Well actually, bastards of the powerful men could quite well even in the presence of legitimate heirs. Sons could get titles, daughters could marry advantageously (ex: Katerina Sforza Riario). For example, Kind Ferrante of Naples was a bastard who got a piece of his father Mediterranean empire. Rodrigo's predecessor Pope Innocent had two illegitimate children (born before he became a priest so it wasn't a big deal). The son got lands and money (he's featured in S1 of the other Borgia show). Lucrezia's husband Alfonso d'Este conferred a title on his bastard. It seems that Italy especially was fairly lenient with bastards vs. other countries (but even there, the only thing that was barred from bastards was the crown).
Any medieval leader with sovereign power (i.e, the ability to make law) could make his/her children pretty much whatever they pleased and bastards could certainly inherit property--if the parent in question desired to do it.
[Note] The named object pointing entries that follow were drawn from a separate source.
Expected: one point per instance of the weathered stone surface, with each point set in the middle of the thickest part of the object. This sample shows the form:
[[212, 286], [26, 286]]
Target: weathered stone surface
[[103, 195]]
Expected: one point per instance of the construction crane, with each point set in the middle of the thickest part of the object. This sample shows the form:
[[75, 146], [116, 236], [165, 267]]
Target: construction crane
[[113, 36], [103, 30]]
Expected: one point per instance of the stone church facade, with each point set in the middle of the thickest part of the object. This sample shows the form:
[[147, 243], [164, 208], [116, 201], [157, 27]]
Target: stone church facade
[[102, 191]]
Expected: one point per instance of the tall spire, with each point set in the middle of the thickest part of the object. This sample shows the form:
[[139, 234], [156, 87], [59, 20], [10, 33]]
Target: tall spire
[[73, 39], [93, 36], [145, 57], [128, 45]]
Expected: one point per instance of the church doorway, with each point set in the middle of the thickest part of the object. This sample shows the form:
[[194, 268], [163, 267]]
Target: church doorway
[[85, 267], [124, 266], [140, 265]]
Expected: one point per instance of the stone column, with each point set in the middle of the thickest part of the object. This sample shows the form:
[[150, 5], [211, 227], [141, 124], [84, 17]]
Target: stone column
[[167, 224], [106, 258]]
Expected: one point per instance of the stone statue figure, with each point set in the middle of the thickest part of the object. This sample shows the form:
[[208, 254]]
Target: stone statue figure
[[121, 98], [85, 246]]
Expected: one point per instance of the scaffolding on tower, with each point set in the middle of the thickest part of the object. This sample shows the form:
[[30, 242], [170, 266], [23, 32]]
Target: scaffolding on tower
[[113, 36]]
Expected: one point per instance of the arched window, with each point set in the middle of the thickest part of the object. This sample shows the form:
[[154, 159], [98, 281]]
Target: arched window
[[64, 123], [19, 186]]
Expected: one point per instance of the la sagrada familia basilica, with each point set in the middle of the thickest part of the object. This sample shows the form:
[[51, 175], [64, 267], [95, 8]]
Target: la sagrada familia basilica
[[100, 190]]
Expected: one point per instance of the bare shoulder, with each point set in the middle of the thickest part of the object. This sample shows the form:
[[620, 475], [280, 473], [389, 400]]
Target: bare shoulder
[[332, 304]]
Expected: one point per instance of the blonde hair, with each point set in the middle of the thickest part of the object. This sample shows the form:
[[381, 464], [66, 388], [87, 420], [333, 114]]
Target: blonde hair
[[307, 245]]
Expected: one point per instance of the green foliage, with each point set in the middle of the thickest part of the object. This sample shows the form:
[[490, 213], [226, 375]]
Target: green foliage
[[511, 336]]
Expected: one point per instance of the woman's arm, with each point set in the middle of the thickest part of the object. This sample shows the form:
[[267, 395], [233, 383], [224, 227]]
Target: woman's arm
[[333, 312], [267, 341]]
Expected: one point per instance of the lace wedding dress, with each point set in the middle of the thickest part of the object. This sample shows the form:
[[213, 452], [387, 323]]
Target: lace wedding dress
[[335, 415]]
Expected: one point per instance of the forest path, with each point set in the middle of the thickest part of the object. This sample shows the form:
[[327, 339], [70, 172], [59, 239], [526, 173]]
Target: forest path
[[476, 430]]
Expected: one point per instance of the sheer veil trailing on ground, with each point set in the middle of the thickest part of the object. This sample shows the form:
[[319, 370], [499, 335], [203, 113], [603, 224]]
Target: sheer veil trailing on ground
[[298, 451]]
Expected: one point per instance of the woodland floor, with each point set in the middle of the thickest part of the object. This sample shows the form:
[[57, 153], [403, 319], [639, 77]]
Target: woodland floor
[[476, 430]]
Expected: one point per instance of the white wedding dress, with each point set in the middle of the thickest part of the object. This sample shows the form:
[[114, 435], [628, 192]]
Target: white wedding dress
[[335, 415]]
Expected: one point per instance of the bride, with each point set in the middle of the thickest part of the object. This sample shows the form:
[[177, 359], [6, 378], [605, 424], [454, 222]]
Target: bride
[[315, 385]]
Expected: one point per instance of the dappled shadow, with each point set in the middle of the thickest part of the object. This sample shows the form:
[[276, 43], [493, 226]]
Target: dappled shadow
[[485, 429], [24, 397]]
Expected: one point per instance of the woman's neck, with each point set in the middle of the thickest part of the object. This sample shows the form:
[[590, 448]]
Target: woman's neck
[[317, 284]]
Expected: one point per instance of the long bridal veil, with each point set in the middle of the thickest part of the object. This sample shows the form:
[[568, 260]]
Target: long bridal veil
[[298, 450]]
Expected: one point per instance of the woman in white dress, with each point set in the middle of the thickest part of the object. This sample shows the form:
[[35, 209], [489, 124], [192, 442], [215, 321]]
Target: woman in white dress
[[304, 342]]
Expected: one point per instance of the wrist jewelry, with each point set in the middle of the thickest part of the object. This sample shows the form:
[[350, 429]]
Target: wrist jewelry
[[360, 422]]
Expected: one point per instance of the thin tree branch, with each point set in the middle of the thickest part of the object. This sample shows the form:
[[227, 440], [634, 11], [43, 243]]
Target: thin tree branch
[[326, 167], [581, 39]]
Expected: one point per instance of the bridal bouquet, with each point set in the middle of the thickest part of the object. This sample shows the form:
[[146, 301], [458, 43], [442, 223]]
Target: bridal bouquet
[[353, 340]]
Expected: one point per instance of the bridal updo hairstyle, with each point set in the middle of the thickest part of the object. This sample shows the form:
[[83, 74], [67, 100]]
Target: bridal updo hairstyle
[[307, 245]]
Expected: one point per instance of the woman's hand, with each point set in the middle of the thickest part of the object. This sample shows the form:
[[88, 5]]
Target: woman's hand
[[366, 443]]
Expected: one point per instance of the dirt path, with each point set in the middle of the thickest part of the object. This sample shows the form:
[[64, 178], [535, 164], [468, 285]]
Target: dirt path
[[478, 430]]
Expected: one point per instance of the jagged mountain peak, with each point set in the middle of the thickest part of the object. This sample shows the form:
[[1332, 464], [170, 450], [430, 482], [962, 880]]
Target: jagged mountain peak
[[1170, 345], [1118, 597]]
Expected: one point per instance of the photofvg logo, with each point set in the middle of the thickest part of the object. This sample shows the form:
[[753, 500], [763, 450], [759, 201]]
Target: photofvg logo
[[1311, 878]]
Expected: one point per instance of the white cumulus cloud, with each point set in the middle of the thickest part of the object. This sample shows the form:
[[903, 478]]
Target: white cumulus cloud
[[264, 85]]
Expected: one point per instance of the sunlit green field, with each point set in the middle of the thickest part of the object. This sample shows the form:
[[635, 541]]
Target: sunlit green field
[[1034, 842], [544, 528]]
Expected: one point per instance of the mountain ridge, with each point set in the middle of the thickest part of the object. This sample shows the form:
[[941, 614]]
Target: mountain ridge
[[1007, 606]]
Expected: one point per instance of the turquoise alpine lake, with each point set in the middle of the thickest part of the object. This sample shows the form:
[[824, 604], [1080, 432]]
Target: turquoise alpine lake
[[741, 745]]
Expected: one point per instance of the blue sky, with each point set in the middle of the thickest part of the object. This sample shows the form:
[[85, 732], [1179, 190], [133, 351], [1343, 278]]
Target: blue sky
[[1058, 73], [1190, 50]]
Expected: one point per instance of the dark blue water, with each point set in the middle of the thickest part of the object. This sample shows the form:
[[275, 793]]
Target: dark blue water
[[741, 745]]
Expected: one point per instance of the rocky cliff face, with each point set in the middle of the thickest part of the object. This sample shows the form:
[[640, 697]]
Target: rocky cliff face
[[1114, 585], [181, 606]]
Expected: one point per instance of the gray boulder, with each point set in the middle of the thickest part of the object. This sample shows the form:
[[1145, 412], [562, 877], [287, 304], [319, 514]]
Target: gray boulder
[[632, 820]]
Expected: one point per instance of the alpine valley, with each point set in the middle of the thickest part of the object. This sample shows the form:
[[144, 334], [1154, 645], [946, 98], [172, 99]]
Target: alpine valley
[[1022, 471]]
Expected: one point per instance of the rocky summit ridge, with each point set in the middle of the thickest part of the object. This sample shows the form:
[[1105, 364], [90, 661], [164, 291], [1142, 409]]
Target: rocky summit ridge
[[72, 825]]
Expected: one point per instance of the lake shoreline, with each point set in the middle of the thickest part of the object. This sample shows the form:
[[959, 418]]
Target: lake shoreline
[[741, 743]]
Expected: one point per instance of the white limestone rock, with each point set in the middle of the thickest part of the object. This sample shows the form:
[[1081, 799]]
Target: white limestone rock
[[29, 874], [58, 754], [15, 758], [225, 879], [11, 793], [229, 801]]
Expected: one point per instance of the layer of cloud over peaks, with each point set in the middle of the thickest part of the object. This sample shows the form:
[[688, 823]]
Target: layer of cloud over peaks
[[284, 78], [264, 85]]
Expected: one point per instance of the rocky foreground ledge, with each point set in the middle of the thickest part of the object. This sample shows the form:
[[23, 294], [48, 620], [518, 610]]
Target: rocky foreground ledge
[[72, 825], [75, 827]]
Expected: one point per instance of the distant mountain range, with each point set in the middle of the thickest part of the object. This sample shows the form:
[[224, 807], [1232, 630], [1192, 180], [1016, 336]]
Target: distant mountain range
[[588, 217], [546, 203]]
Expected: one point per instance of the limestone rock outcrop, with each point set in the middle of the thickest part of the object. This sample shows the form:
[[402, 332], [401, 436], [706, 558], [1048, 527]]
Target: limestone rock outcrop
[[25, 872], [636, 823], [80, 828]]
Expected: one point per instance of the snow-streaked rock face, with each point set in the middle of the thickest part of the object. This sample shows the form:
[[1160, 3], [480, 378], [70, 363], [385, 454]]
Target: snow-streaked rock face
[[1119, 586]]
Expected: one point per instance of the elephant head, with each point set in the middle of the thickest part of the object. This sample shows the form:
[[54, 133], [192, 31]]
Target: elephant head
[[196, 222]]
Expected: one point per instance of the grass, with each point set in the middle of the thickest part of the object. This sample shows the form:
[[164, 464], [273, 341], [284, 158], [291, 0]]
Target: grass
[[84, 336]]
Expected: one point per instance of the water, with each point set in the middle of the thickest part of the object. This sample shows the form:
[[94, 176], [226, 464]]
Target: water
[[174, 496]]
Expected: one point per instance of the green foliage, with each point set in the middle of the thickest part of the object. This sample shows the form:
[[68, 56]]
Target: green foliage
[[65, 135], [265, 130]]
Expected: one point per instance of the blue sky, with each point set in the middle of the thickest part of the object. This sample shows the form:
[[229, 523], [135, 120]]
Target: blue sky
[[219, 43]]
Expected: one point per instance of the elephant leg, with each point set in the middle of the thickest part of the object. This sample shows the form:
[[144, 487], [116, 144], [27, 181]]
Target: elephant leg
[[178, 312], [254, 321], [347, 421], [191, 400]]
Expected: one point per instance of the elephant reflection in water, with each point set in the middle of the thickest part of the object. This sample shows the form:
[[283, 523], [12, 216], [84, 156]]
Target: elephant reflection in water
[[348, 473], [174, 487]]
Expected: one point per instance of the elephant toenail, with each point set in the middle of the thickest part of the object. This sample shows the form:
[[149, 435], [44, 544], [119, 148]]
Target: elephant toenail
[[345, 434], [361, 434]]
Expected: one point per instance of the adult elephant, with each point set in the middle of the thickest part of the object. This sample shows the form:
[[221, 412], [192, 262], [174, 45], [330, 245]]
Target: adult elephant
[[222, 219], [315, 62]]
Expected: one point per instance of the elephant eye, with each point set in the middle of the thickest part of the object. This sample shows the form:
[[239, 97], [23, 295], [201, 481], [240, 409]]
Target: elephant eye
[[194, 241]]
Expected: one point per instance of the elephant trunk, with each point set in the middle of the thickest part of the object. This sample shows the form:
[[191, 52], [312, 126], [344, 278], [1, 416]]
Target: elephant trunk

A classic case of this is William the Conqueror, who began life as a bastard and was made the Count of Normandy at the age of seven--after previously growing up in a small village as basically a peasant. He wasn't even the first illegitimate count in the line.
Also of great interest on this subject are the origins of the Kingdom of Portugal as they relate to the rivalry between illegitimate Countess Theresa of Portugal and her legitimate sister, Queen Regnant Urraca of Castile. Urraca herself had illegitimate daughters by one of her nobles after two marriages gained her a male heir, and ended in widowhood and acrimonious divorce, respectively.
People too often look at the flashy and megalomaniacal rule of Henry VIII of England and see it as the way things normally were in the Middle Ages. Even if the bulk of Henry's rule were not, in fact, in the Reformation not the Middle Ages, and there were any such thing as a general rule of thumb for that extremely large and diverse period, there would be nothing "normal" about Henry's rule. His reign was laced with discontinuity from previous tradition, from the death of his brother (the original heir) to his decision to join the Reformation and become head of his own church, to the stripping of the altars, to his really peculiar way of dealing with his wives, when he already had a legitimate heir (two, if he'd stopped at Anne).
Yes, there were extra challenges for a ruling queen, but, as Henry's daughters demonstrated after his death, they were quite equal to them. He was a pretty awful ruler with a frightening level of tunnel vision that disrupted his reign permanently. It's not as though other rulers before him hadn't dealt with the issue far better.